SCHUMER: This is very, very troubling. This is not some broad legislation, cut all Medicare and affect some large company like Johnson & Johnson. This is a very narrow, specific company that dealt with implants, hip and knee. And the legislation specifically affects implants. He puts it in a week after he buys the stock? That cries out for an investigation.

RAJU: By the House ethics committee?

SCHUMER: By the House ethics committee or, who knows? I mean, if he knew about it, it could very well be a violation of the law.

RAJU: You think he broke the law?

[edit back to studio]

RAJU: So, when I asked him, "Do you think he broke the law," he said, "It's very possible that he did." I said, do you think he should step down, John. When I asked him that, he said, "I don't know if he'll get confirmed." He said that "he's digging himself a very deep hole," and it's going to be awfully hard, according to Chuck Schumer, to get out of this.

Schumer is not buying the Trump camp's defense that Price's transaction was "directed by a broker," and that Price did not know about the purchase until after the legislation was introduced. At the very least, he is not taking their word for it.

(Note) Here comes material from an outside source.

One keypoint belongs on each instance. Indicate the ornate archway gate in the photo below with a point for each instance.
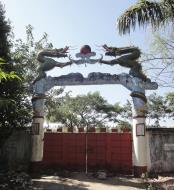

Finally, new reporting by Time magazine shows that Price "invested last year as much as $90,000 in six pharmaceutical companies shortly before leading a legislative and public relations effort that benefited those specific companies," according to the same disclosure forms that CNN cited.

Given the heavy lifting that may be required to confirm nominees like Secretary of State-designate Rex Tillerson, some Republicans may not be willing to expend the political capital necessary to force through a nominee with such a cloud hanging over him, and Democrats will make sure that calculation is plain.

What is important to note, though, is that, irrespective of whether Price's confirmation succeeds, his veneer of corruption will inevitably serve as a reminder that the president-elect who chose him has done nothing to shed his own ethical stains.